2.Emotional / Verbal Abuse: “includes non-physical behaviors such as threats, insults, constant monitoring or “checking in,” excessive texting, humiliation, intimidation, isolation or stalking.”

3.Sexual Abuse: “any action that pressures or coerces someone to do something sexually they don’t want to do. It can also refer to behavior that impacts a person’s ability to control their sexual activity or the circumstances in which sexual activity occurs, including oral sex, rape or restricting access to birth control and condoms.”

4. Financial Abuse:  “It can include telling you what you can and cannot buy or requiring you to share control of your bank accounts. At no point does someone you are dating have the right to use money or how you spend it to control you.”

5. Digital Abuse: “is the use of technologies such as texting and social networking to bully, harass, stalk or intimidate a partner. Often this behavior is a form of verbal or emotional abuse perpetrated online.”

6. Stalking: “You are being stalked when a person repeatedly watches, follows or harasses you, making you feel afraid or unsafe. A stalker can be someone you know, a past partner or a stranger.”

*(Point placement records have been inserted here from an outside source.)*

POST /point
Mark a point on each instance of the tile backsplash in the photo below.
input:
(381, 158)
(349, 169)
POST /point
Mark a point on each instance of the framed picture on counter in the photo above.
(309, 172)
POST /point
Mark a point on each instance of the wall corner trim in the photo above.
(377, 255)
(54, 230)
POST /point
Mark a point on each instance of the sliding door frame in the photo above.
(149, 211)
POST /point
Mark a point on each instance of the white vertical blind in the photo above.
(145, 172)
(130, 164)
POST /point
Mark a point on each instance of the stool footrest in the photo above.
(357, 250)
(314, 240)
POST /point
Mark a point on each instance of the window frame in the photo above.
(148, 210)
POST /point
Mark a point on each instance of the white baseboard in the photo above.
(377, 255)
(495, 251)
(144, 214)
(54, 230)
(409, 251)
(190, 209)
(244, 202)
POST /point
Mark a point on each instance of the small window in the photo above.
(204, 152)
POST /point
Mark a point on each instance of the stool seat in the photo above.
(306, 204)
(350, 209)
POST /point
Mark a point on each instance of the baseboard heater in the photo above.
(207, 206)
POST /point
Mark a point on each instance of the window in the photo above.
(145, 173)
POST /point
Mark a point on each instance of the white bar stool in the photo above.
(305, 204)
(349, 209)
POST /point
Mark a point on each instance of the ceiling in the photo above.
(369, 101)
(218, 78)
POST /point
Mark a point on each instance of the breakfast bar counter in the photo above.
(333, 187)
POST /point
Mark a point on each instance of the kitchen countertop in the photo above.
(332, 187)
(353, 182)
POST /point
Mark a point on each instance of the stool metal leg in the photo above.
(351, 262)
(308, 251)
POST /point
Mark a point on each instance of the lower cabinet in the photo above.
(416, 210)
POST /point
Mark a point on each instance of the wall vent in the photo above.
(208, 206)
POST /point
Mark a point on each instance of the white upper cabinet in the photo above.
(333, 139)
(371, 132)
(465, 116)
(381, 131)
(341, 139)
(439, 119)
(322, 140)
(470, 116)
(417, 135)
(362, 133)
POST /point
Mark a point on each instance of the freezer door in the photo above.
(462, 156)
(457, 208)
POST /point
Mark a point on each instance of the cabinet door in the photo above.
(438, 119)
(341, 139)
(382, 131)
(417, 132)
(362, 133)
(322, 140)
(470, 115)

“I mean I constantly fight with my boyfriend, he offends me and stuff when he’s angry or shouts at me, but it is not as if he were to hit me or something.” Anonymous.

We must understand that couples do have arguments, pass through tough times and sometimes feel lost, and this does not constitute emotional abuse nor as an abusive relationship. Now, when respect steps out of the picture during arguments, you feel like you are constantly being stepped upon, underheard, restrained, or when your partner uses your emotions as a weapon; that is when it starts getting out of hand.

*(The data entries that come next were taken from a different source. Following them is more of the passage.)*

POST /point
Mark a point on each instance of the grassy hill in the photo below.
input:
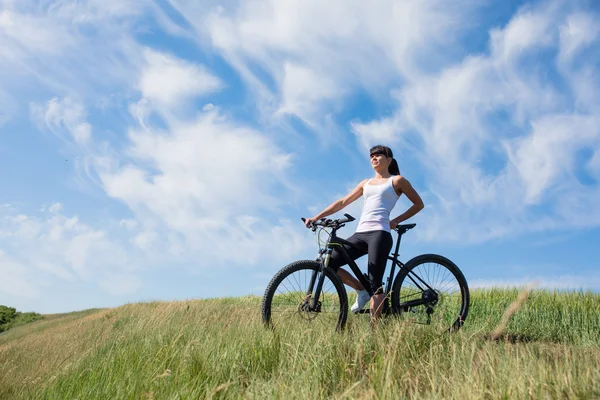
(549, 348)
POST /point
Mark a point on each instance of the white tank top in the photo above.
(378, 203)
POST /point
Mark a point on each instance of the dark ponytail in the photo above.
(386, 151)
(393, 168)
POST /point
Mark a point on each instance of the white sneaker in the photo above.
(362, 298)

In most instances, an abusive partner is not aware of the actions they are executing and often portray them as correct, defending their behavior or victimizing him/herself, repeatedly leaving the other person insecure and unhappy. It is difficult to understand your partner’s behavior if you are in this type of relationship. Most of the time, you end up blaming yourself for their actions, thinking you are actually the problem, which makes you stick to this broken relationship due to the feeling of remorse.

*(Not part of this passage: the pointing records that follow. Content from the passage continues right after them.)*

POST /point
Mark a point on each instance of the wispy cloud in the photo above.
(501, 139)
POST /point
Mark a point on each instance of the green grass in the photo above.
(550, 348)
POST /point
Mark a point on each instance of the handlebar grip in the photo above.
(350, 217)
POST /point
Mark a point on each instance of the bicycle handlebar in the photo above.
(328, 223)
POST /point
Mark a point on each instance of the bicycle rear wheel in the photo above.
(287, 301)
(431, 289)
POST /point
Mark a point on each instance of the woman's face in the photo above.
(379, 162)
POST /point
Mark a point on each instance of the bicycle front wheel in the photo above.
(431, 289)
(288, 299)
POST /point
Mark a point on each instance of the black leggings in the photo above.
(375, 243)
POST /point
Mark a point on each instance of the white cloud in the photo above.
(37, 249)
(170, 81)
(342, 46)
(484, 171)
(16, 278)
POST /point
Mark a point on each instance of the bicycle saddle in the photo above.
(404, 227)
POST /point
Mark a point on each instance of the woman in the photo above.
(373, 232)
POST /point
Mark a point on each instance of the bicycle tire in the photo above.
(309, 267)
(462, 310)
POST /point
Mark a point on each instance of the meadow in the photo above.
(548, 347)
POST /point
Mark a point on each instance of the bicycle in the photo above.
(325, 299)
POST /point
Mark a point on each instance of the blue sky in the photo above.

The truth is: the abuser will not change. This type of behavior in relationships is due to their own insecurities, and thus they try to showcase it into their partner. Somehow it makes them feel a little bit better about themselves. To put it differently, by belittling their partner, they will be able to take better control of mantling their insecurities.

These are people that have their own inner problems, people you should not have to cope with. It is not your job to save them if it causes you harm. Mental health is important, and you cannot heal in the same environment that made you sick. 

“But he loves me.” Anonymous

We, as young people, must understand what a healthy relationship is. Nowadays it appears to be forgotten; it seems normal to cheat, to deal with insults and denigrating behavior. Young adults seem to accept this type of behavior because they see it in their surroundings, such as in the books they read or movies they watch. Popular culture has indulged this behavior and young generations are embracing it.

Let me tell you what a healthy relationship should be: a healthy relationship should be led by respect. Between partners, communication and boundaries are set, allowing independence, while at the same time being connected in many emotional aspects that push you to be a better person and makes you feel good about yourself. A healthy partner accepts your flaws, does not try to change who you are and loves you in your purest form. Remember: love is not something that can be done badly.

It may seem hard, but people often find their way out of abusive relationships, despite the love they feel for their partner. In my opinion, it all comes down to self-love: you must learn to love yourself before receiving any type of love in a relationship. This way you will be able to know if you are in the right place what you actually deserve. You must know your worth, and prioritize what you need rather than what you want. Sometimes people are better in your heart or memories than in your actual life, so let go of what stops you from being what you want to be.

Change is difficult but it is often for the best, so when something or someone leaves, more blessings come.